L’introduzione di un sistema a vapore segna un cambio di passo rispetto ai pad in grafite utilizzati fino ad oggi. Il futuro chip A19 Pro promette prestazioni elevate, ma proprio per questo richiede un sistema di dissipazione del calore più efficiente, soprattutto in condizioni di carico intenso.
Come funziona il nuovo sistema
La camera a vapore è una soluzione passiva, già adottata da tempo in ambito Android, ma mai implementata prima da Apple. All’interno di una sottile camera metallica viene inserita una piccola quantità di fluido. Quando il processore si scalda, il liquido evapora assorbendo calore, poi il vapore si sposta nelle aree più fredde, si condensa e torna allo stato liquido, completando il ciclo. Questo sistema permette una dissipazione rapida e uniforme, riducendo il rischio di thermal throttling, cioè il calo automatico delle prestazioni per evitare il surriscaldamento.

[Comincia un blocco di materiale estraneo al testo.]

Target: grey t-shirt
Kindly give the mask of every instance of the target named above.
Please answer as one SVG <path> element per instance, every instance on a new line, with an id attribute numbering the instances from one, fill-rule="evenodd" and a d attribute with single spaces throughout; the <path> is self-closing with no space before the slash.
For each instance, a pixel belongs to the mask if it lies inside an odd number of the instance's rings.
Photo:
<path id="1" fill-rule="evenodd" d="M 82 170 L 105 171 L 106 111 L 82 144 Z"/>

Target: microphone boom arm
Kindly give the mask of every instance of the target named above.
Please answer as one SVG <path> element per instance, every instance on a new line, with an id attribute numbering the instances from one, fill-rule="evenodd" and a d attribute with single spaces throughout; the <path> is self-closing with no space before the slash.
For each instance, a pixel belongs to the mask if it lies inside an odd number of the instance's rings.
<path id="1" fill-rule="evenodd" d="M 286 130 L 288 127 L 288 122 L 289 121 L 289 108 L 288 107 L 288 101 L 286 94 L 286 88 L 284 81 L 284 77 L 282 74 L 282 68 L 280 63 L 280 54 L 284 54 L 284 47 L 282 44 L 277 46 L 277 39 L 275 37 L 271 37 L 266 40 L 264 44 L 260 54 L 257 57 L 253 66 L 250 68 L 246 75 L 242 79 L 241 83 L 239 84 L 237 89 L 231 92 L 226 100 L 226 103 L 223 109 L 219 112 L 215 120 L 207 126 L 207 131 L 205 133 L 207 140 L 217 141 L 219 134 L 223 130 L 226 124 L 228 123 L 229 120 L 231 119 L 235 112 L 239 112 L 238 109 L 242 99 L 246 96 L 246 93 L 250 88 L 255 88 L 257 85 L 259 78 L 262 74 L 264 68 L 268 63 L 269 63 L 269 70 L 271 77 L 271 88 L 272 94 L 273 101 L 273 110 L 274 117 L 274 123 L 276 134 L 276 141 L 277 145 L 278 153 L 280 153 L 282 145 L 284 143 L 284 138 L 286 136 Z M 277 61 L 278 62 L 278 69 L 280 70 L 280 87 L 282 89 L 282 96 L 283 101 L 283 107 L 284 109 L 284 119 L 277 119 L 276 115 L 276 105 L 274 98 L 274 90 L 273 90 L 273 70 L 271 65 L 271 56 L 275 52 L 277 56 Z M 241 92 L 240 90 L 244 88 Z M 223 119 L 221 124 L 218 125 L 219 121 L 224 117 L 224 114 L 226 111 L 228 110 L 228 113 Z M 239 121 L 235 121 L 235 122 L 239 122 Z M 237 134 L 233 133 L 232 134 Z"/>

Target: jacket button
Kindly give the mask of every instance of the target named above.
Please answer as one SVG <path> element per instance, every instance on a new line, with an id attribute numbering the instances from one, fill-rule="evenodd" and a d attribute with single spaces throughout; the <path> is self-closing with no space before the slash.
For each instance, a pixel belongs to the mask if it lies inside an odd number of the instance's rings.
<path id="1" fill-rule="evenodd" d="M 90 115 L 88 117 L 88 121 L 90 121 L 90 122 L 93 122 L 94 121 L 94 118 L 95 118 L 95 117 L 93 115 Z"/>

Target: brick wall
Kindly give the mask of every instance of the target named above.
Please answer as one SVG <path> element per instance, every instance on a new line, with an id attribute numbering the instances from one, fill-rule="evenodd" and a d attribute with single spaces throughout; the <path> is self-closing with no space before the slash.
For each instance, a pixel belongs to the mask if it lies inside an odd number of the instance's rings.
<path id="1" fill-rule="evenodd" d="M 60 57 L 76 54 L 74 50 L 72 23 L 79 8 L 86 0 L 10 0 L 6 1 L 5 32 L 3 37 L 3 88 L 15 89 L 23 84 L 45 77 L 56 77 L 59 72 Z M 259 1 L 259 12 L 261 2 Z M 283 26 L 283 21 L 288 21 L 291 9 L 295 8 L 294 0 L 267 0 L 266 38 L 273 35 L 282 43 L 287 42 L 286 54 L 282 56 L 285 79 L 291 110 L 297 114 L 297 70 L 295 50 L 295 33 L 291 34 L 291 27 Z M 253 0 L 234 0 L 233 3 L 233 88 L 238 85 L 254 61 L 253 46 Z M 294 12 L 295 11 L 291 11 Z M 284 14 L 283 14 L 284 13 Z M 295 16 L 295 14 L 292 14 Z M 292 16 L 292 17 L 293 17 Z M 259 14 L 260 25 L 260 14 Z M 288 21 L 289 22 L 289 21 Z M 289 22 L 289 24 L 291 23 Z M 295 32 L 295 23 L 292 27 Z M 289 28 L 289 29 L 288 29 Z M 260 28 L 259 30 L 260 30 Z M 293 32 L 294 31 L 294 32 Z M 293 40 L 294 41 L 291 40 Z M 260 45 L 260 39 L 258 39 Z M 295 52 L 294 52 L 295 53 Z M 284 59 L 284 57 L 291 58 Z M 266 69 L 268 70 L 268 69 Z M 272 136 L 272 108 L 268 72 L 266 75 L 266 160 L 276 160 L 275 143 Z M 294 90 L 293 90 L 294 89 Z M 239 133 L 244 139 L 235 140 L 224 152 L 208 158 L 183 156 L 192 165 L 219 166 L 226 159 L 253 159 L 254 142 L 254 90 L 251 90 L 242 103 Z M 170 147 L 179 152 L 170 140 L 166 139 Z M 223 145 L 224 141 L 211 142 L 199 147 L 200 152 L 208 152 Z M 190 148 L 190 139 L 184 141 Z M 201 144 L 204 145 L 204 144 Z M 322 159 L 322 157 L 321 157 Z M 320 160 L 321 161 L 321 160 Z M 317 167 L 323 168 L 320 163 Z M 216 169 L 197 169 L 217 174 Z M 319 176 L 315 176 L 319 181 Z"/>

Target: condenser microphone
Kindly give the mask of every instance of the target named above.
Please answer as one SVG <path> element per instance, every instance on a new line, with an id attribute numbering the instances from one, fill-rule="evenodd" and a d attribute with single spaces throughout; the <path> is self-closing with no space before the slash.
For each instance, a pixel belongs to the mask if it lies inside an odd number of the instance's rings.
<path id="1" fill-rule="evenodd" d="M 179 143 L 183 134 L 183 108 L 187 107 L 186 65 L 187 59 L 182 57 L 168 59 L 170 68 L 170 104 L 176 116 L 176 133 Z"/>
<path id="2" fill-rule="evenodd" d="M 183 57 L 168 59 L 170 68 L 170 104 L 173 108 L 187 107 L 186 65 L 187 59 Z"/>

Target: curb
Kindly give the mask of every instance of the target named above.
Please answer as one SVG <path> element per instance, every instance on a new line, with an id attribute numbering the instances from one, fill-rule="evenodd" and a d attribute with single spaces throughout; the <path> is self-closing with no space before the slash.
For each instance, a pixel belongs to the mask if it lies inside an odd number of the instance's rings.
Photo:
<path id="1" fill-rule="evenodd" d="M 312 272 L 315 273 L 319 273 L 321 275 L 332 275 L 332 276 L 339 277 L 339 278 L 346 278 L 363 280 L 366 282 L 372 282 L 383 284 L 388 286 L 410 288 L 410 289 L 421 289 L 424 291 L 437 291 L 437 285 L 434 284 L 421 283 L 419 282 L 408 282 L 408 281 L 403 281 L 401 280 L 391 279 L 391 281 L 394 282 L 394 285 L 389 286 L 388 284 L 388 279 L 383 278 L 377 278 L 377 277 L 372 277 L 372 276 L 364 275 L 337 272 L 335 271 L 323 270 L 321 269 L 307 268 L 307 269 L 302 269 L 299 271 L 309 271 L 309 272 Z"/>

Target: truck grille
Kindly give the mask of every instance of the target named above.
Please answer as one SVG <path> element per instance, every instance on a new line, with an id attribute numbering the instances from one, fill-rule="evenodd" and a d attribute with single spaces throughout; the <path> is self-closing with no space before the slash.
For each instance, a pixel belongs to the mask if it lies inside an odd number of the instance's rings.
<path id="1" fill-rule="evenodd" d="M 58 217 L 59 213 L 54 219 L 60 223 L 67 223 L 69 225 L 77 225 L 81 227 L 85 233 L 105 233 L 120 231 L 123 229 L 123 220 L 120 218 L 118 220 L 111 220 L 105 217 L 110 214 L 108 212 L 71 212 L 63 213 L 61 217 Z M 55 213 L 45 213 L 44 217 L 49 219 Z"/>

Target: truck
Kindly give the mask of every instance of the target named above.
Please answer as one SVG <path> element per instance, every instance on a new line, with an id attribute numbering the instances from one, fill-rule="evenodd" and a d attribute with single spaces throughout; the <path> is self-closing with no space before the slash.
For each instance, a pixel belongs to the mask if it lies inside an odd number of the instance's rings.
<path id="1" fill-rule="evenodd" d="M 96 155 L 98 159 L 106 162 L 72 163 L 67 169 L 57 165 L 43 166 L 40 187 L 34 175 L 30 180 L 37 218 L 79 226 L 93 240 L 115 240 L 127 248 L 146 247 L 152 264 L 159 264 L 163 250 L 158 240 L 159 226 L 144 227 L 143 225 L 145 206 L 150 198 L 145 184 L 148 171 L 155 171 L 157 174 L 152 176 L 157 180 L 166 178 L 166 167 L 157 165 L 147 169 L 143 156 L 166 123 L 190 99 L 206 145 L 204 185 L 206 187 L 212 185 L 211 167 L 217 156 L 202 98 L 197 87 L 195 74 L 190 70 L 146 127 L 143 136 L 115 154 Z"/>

Le prime immagini trapelate mostrano una piastra in rame con micro-canali, progettata per estendersi anche verso zone inusuali del dispositivo, come il modulo fotografico. Questo suggerisce un approccio più ambizioso: utilizzare l’intera struttura dell’iPhone, inclusa la scocca posteriore, come dissipatore passivo.
Resta un’incognita l’efficacia finale
Nonostante il progetto sembri avanzato, resta un punto critico: la gestione complessiva del calore. Secondo una fonte interna, il problema termico dell’iPhone 17 Pro sarebbe tuttora “serio”, ed è proprio per questo che Apple avrebbe deciso di tentare una strada mai esplorata finora. Se la dissipazione non sarà ben distribuita verso l’esterno, l’intero corpo del telefono potrebbe comunque risultare caldo al tatto, soprattutto in condizioni di utilizzo prolungato.
Visto l’alto livello di complessità, è probabile che questo sistema venga riservato solo ai modelli Pro e Pro Max, mentre le versioni standard continueranno a usare soluzioni più convenzionali.